Whilst I have pointed out these similarities, it is to demonstrate the intelligence of the Australian Cattle Dog, and it should be noted that the major difference is of course, the animal can not reason or grasp the concept of logic. Anyone who treats their dog as a child is doing ill by himself and his dog. The commonly heard statement of - "Do that (misdemeanor) again and I will punish you," is indicative that people do treat their dogs as children and not as animals. The owner has to reassess his corrective actions so the animal can understand a reprimand, catching the dog in the act, whatever it may be, or preventing it from happening. Try to understand how the dog thinks and reacts.
An example of the way an Australian Cattle dog thinks is the dog who pulls the washing from the clothesline. imagine you are a six month old puppy; it's mid-afternoon in summer; you are a little bored and hot; you are searching for a cool spot to lay while waiting for your owner to come home. You flop on the grass under the clothes where there is plenty of shade, thanks to several towels and sheets. As you doze, a slight breeze causes something to swish past your head. Startled, you sit up, ears erect, and a big soft sheet comes (seemingly) from the sky and flaps directly over your head. Is this some sort of a game? Maybe a chasing game? What is the instinctive reaction of an Australian Cattle Dog when chasing? SNAP !! - a game, as tug-a-war has been played before with your master.
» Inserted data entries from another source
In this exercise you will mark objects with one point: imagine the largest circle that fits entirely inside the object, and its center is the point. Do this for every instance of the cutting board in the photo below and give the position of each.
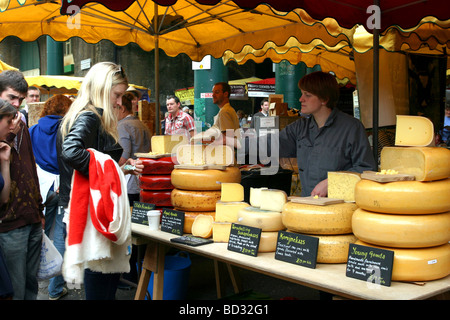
(372, 175)
(200, 167)
(321, 201)
(152, 156)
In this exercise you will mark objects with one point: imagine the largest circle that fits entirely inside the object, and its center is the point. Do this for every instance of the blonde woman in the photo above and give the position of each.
(91, 123)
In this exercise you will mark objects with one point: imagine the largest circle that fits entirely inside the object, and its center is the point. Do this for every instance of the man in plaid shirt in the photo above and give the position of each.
(178, 122)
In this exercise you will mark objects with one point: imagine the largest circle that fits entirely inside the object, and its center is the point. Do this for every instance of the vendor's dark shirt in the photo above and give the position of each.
(340, 145)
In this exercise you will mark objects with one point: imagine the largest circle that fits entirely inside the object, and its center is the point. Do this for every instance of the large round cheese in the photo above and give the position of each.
(264, 219)
(155, 182)
(315, 219)
(160, 198)
(188, 200)
(425, 163)
(157, 166)
(401, 231)
(404, 197)
(191, 179)
(419, 264)
(189, 217)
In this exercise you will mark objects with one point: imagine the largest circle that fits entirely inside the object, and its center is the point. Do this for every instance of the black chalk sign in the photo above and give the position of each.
(370, 264)
(139, 212)
(172, 221)
(244, 239)
(297, 249)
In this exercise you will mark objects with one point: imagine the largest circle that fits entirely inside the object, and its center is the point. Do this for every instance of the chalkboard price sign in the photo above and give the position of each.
(244, 239)
(297, 249)
(370, 264)
(139, 212)
(172, 221)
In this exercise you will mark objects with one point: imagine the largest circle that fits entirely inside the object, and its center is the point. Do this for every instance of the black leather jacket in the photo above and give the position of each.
(87, 132)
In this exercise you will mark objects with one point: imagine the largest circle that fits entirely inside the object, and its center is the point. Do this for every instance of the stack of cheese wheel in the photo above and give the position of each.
(197, 190)
(264, 212)
(331, 223)
(155, 182)
(411, 218)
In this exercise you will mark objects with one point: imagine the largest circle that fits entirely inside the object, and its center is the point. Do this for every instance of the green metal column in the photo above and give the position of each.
(204, 80)
(286, 81)
(55, 57)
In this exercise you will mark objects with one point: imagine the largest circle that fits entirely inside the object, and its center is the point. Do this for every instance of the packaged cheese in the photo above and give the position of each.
(163, 144)
(341, 185)
(414, 131)
(231, 192)
(425, 163)
(273, 199)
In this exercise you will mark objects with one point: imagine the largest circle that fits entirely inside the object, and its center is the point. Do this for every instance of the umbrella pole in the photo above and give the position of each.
(157, 107)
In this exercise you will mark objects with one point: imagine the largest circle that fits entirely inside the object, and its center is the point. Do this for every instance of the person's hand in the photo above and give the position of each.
(321, 189)
(5, 151)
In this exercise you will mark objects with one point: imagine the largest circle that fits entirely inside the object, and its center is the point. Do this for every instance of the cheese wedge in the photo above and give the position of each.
(232, 192)
(228, 211)
(314, 219)
(202, 226)
(162, 144)
(414, 131)
(264, 219)
(272, 199)
(425, 163)
(401, 231)
(404, 197)
(255, 196)
(188, 179)
(341, 184)
(422, 264)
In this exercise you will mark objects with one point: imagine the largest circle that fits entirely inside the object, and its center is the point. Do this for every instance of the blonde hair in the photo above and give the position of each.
(95, 92)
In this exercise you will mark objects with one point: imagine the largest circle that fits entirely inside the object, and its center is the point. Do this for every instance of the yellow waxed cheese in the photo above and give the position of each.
(268, 241)
(189, 179)
(162, 144)
(232, 192)
(189, 217)
(404, 197)
(272, 199)
(425, 163)
(189, 200)
(341, 184)
(401, 231)
(202, 226)
(314, 219)
(264, 219)
(221, 231)
(219, 154)
(228, 211)
(414, 131)
(419, 264)
(255, 196)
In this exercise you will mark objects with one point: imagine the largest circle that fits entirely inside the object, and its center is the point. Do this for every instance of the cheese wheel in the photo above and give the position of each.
(160, 198)
(419, 264)
(188, 200)
(202, 226)
(401, 231)
(315, 219)
(425, 163)
(188, 179)
(341, 185)
(155, 182)
(157, 166)
(258, 218)
(189, 217)
(404, 197)
(414, 131)
(268, 241)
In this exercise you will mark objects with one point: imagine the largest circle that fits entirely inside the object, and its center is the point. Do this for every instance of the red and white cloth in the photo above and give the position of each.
(99, 222)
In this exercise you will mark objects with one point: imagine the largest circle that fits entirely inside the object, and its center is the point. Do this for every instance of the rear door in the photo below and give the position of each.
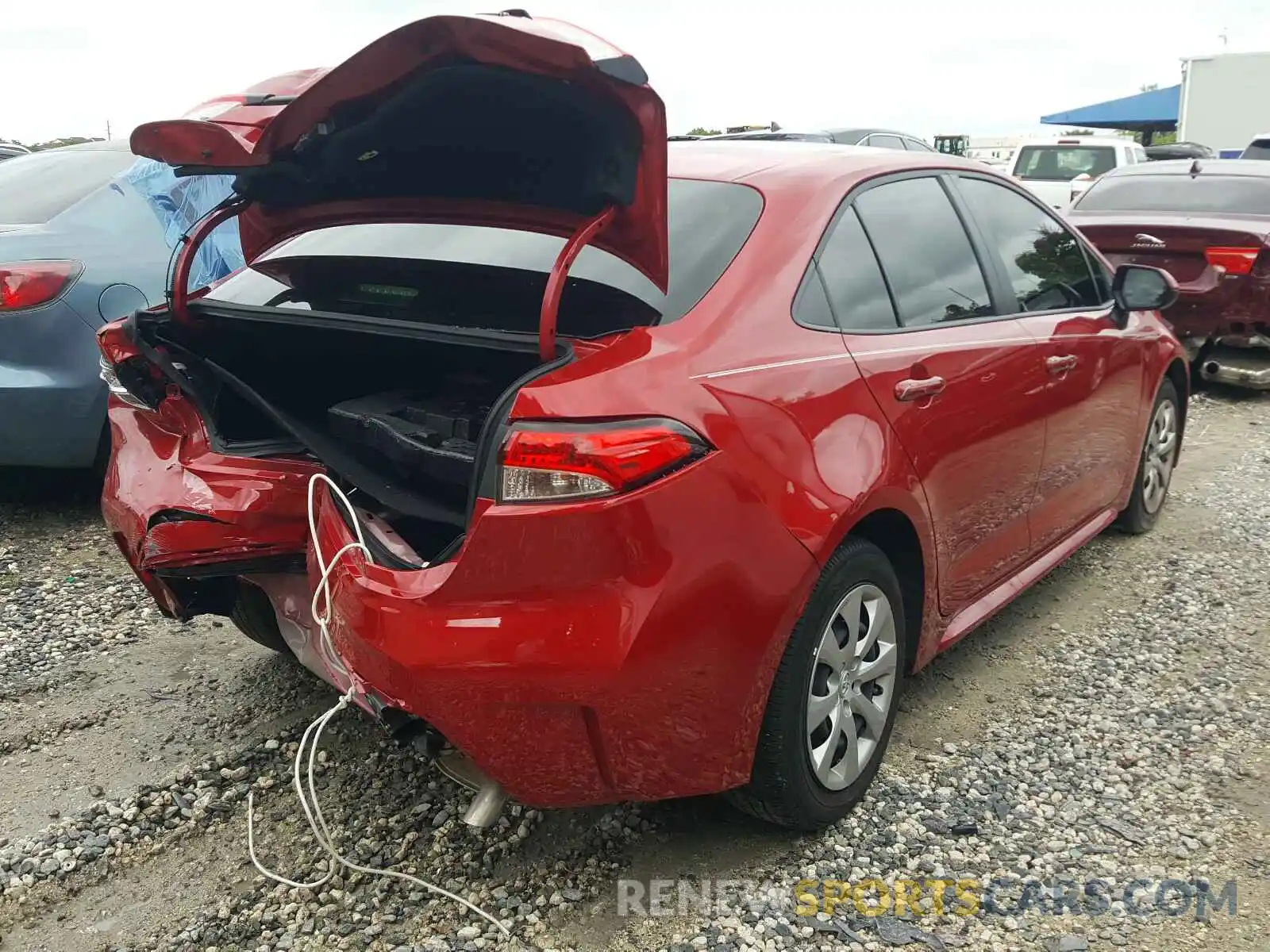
(1094, 366)
(960, 386)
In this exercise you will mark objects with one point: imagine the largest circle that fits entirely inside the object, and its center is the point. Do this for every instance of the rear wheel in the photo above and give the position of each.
(833, 701)
(1156, 465)
(253, 615)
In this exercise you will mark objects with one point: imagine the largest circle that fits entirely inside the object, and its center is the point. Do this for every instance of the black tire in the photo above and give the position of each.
(1138, 518)
(253, 615)
(783, 789)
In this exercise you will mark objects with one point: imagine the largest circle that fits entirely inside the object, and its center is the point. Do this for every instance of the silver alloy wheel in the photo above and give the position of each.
(852, 687)
(1157, 461)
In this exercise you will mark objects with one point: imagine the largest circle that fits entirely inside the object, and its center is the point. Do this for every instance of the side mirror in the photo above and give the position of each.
(1136, 287)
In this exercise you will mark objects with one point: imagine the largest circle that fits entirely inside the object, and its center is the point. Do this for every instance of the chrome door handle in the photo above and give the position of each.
(1060, 365)
(918, 389)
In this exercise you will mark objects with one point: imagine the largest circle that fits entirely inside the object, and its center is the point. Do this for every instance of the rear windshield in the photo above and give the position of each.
(1064, 163)
(35, 188)
(1260, 149)
(1241, 194)
(459, 274)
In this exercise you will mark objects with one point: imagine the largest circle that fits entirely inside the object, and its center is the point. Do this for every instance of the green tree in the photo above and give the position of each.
(1054, 258)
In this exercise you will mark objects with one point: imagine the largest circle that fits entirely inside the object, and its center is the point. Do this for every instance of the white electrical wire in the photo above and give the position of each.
(313, 735)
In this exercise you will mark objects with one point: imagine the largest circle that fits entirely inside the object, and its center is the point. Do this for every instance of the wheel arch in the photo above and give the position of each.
(1179, 374)
(899, 524)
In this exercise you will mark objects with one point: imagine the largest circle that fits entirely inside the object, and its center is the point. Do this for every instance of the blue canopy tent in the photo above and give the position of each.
(1153, 111)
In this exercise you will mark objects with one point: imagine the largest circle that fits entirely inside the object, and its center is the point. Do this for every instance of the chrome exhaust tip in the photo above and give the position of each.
(491, 797)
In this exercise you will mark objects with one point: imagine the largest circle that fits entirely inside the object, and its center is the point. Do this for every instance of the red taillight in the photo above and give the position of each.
(127, 374)
(1232, 260)
(545, 463)
(35, 283)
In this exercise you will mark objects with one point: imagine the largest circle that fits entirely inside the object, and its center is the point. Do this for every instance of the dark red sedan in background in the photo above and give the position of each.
(664, 466)
(1206, 222)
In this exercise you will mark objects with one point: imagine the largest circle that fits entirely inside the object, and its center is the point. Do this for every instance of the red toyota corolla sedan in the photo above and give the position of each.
(667, 471)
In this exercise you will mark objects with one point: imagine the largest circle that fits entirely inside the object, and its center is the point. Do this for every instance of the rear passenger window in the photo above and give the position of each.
(1043, 259)
(852, 279)
(924, 251)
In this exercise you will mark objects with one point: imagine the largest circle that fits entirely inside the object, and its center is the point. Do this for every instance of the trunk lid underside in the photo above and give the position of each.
(501, 121)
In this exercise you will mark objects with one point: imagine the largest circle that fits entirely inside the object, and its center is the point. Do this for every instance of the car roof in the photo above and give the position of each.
(1079, 141)
(775, 165)
(1206, 167)
(867, 131)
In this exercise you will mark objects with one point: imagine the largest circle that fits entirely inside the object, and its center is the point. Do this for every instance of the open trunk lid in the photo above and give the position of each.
(249, 112)
(502, 121)
(1217, 260)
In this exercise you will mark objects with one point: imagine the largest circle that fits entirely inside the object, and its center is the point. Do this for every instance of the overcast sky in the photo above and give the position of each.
(925, 67)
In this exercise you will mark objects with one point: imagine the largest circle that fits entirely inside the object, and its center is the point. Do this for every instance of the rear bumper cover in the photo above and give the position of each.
(175, 505)
(578, 654)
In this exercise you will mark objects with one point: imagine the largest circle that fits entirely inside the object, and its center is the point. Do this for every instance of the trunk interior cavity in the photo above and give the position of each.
(397, 418)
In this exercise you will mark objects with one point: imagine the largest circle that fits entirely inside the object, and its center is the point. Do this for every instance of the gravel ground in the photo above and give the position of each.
(1106, 727)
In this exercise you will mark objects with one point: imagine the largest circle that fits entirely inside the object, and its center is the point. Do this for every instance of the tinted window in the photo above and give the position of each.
(35, 188)
(925, 253)
(1259, 149)
(886, 143)
(1064, 163)
(1045, 260)
(709, 222)
(1246, 194)
(810, 305)
(852, 278)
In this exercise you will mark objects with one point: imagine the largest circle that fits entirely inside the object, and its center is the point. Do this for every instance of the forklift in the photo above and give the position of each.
(952, 145)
It is important to always be constant with this breed. Never punish for something you allowed the day before. If you don't want to share your bed with an adult Australian Cattle Dog, don't share it with him as a pup. One of the more fascinating traits of the Australian Cattle Dog is the individual mannerisms and idiosyncrasies adopted by different dogs. This is not a breed where you can generalize - each dog should be trained and treated as an individual to ensure full understanding and maximum co-operation between owner and animal. Some ACD's require quite physical correction methods, while others respond to a softer approach. Once again it depends on the individual. Some you can tell, other s must be asked of what is required.
A temperament characteristic which should be monitored is the strong will of the breed. Care in breeding will ensure this does not become overbearing dominance. Whilst Australian Cattle Dogs are strong willed and forceful (and have to be to move stubborn cattle ),they should be biddable and submit readily to discipline.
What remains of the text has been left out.